As long as we’ve been traveling together, we’ve enjoyed getting to know our destinations through the local beer. For many years this meant visiting craft breweries or purchasing area brews at restaurants or grocery stores. In Raleigh, where we lived before departing on this journey, the metropolitan area has so many craft breweries that visiting one per weekend would take us well over two months. We got used to this, spoiled by this, and then we left and headed south. Mexico and the Central American countries all have national (or national-esque) beers similar in quality to American domestics, but they rarely, if ever, offer regional, craft beers. Once while we were in Oaxaca in Mexico we went to watch a Beatles cover band play at a bar called “Bier Garten” and were surprised to have had the option of a delicious Agave Honey Ale from a nearby nano brewery, Cerveceria Teufel, but the brand was so obscure that we struggled to find their information online afterwards, let alone their product for purchase elsewhere. I’m aware that this might all sound super beer-snobby; indeed, it probably is. Honestly, we’ve enjoyed the national beers. One of our favorites was Honduras’ Salva Vida, and I’m a fan of the Panamanian Balboa (the beer, not the currency) as well. It would be a lie though to say that we haven’t missed “good” beer over the last seven months or that we weren’t over the moon when we unexpectedly happened upon not one, but two craft breweries in Panama City. Our thoughts on and photos of each below.
This cervecería makes killer beer and a mean plate of nachos too. The brewing is done in Casco Viejo where visitors can enjoy their ales in the building or on the patio and accompanied by pizza. Fortunately for us, La Rana Dorada also operates a pub in our El Cangrejo neighborhood, right next to New York Bagel Cafe in Einstein Plaza just two blocks from our apartment (though no pizza here). Upon entering, customers are delivered a flight of four house beers for sampling prior to making a selection. This, in our opinion, is a pretty classy move in itself, but it is immediately overshadowed by the richness and flavor of the options being tasted. After a first sip, Ian lovelingly muttered, “It dances!” The menu and website advertise four beers – a blanche, a pilsner, a pale ale, and a porter – as well as a seasonal beer, which in August has been an exquisite IPA. Having been fans of hoppy beers back when that was an option, this delicious brew was thrilling. We were also really impressed with the pilsner, a flavorful treat in the Panama heat, and the porter, a full and rich beer that would be perfect for fall evenings. In addition to their stellar product, La Rana Dorada employees also offer truly top-notch service that any business owner would hope to see from their staff and any customer would be grateful to enjoy. All of this wonderfulness though is reflected in the prices. A pitcher is just under $13, a pint just under $5, and a half pint just under $3 in a country where domestics can be purchased for less than $.50 at the grocery store. Not to fear budget drinkers, Happy Hour at the pub in El Cangrejo is from 12-7PM Monday-Thursday and 12-5PM on Fridays during which all beer is half price. Half price! And we thought it was worth it before the discount. Apparently, this pub is also the place to be, to see and be seen, by a high brow, late night crowd. We wanted to see what that was like, but we couldn’t stay up late enough.

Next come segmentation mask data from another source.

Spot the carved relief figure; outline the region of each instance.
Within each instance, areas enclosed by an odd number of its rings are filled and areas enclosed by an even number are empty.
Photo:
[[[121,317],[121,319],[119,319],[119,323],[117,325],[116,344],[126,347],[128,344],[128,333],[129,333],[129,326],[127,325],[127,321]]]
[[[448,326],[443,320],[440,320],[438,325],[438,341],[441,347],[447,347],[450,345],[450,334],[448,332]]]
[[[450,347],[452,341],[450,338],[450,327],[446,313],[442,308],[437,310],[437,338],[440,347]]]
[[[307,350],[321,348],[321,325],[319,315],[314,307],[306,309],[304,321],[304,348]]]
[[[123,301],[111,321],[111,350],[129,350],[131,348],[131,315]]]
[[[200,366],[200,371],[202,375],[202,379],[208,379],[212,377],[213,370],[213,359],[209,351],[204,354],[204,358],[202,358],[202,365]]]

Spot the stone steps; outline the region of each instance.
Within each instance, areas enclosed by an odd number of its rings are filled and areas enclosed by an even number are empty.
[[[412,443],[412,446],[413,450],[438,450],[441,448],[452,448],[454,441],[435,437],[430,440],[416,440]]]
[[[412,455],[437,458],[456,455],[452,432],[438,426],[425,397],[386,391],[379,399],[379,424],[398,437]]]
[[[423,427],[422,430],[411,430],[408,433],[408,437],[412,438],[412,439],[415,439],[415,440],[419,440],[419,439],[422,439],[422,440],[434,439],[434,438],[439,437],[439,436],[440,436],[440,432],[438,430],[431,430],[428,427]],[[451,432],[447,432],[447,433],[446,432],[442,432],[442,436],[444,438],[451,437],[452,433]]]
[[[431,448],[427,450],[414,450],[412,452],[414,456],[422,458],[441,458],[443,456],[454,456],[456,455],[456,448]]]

Side note: La Rana Dorada (pronounced rah-nah dor-ah-dah) translates to the Golden Frog and is a nod to the critically endangered Panamanian Golden Frog, a poisonous toad that is something of a national symbol here. For the last four years, Golden Frog Day has been celebrated in Panama on August 14th, and for the last three years, that has included a festival. Proceeds from t-shirt sales at the brewery go towards efforts to save the species.
I wish I could go on here to describe a fierce competition for best craft brew in the city, but as far as my taste buds are concerned, that just doesn’t exist. The beer at Istmo Brew Pub doesn’t hold a candle to that of La Rana Dorada. It’s fine, I guess, but at $6 per pint, “fine” beer is tough to swallow. We ordered two pints that were supposed to be copper (the Veraguas) and deep golden (the Chiriquí) colored, but both were practically black and highly carbonated, presumably covering the lack of flavor. Afterwards we split an actual golden brew (the Colón); it was average. What we did like about the Istmo Brew Pub was the environment of the bar itself, which has an open layout, a great patio, sports on many flastscreens, and a fun, but chill vibe. Though the prices and clientele don’t seem all that different between the two pubs, the ambiance and mood of Istmo just feels a bit more like us. Our server was friendly and the location is good as well, just around the corner from Pomodoro near Veneto.